The decision tree we are using in our current project uses Conditional Inference (C Tree) algorithm. I can extract the split variables for binary c-trees using the code below :

    #develop ctree decision tree
    prod_discount_data_ctree <- ctree(Discount~Prod, data=prod_discount_data, controls = ctree_control(minsplit=30))
    plot(prod_discount_data_ctree)

    #extract the left and right terminal node split rule
    lvls <- levels(prod_discount_data_ctree@tree$psplit$splitpoint)

    #left leaf node split variable
    left.df = lvls[prod_discount_data_ctree@tree$psplit$splitpoint == 1]

    #right leaf node split variable
    right.df = lvls[prod_discount_data_ctree@tree$psplit$splitpoint == 0]

This works fine if the tree has only one node (depth = 1) which splits into 2 leaf nodes. But if the tree has one node (node 1) that splits into multiple nodes (node 2,5) which further split into leaf nodes (node 2{3,4} node 5{6,7}), how should I traverse deeper and get the leaf node split variable? Based on the example I would want split variables for node 3,4,6,7 in the form of 4 lists.

sourav de
  • 5
  • 3
  • Which package? partykit, party? – bergant Apr 08 '15 at 21:38
  • I'm using party package. – sourav de Apr 08 '15 at 21:42
  • Maybe there is something in http://stackoverflow.com/questions/17713275/extracting-predictors-from-ctree-object – bergant Apr 08 '15 at 21:54
  • I would recommend to use the new implementation in the `partykit` package. This has a function `nodeapply()` that does the tree traversal for you and you can easily extract the splitting variables and their split points etc. See http://stackoverflow.com/questions/28456814/ for a worked example and the package's vignettes for technical details. – Achim Zeileis Apr 09 '15 at 08:31

1 Answers1

0

I tried all possible options and finally found a way to traverse inside a C-tree, and get the split variables for each leaf node. Pasting the code snippet if anyone wants to refer in future.

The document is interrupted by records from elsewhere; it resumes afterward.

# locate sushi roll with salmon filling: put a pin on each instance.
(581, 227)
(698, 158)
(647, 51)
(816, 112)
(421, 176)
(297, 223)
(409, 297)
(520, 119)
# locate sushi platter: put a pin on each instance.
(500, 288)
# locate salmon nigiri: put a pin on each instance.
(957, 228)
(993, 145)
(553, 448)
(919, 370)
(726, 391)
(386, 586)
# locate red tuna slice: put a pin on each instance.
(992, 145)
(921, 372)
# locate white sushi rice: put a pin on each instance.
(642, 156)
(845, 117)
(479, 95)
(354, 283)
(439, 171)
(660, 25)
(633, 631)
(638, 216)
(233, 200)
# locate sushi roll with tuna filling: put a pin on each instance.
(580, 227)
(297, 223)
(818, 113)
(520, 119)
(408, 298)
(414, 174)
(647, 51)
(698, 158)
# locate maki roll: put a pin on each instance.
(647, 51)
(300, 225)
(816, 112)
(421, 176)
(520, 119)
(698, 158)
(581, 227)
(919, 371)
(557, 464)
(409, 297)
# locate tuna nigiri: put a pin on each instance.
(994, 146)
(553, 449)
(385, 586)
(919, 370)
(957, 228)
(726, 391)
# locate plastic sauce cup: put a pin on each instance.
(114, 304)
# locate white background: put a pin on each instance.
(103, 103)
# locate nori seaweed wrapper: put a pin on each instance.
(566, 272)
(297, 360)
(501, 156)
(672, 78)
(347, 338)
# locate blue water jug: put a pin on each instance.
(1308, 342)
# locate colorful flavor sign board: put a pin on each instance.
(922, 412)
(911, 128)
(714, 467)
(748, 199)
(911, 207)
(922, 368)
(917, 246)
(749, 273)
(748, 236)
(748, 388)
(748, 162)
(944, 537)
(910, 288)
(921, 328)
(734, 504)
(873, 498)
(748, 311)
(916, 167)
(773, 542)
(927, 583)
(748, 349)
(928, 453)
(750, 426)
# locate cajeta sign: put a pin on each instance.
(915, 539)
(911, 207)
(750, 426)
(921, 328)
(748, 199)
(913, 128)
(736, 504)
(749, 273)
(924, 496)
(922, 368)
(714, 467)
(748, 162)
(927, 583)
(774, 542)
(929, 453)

    if (nrow(SubBrandright_total) > 200) {

      sec_discount_data <- subset(SubBrandright_total, select=c(Discount,Sector))
      sec_discount_data_ctree <- ctree(Discount~Sector, data=sec_discount_data, controls = ctree_control(minsplit=30))

      sec_lvls_r <- levels(sec_discount_data_ctree@tree$psplit$splitpoint)
      #Testing if the node is terminal [TRUE] or not [FALSE]
      #print(sec_discount_data_ctree@tree$terminal)
      #print(sec_discount_data_ctree@tree$left$terminal)
      #print(sec_discount_data_ctree@tree$left$left$terminal)
      #print(sec_discount_data_ctree@tree$left$right$terminal)

      sec_left_left.df = sec_lvls_r[sec_discount_data_ctree@tree$left$psplit$splitpoint == 1]
      sec_left.df = sec_lvls_r[sec_discount_data_ctree@tree$psplit$splitpoint == 1]

      #Using setdiff to get right leaf node from Node minus left leaf node
      sec_left_right.df = setdiff(sec_left.df,sec_left_left.df)

      print("Sector Segmentation")
      print(sec_left_left.df)
      print(sec_left_right.df)

      sec_right.df = sec_lvls_r[sec_discount_data_ctree@tree$psplit$splitpoint == 0]
      sec_right_right.df = sec_lvls_r[sec_discount_data_ctree@tree$right$psplit$splitpoint == 0]

      #Using setdiff to get left leaf node from Node minus right leaf node
      sec_right_left.df = setdiff(sec_right.df,sec_right_right.df)
      print(sec_right_left.df)
      print(sec_right_right.df)

}
sourav de
  • 5
  • 3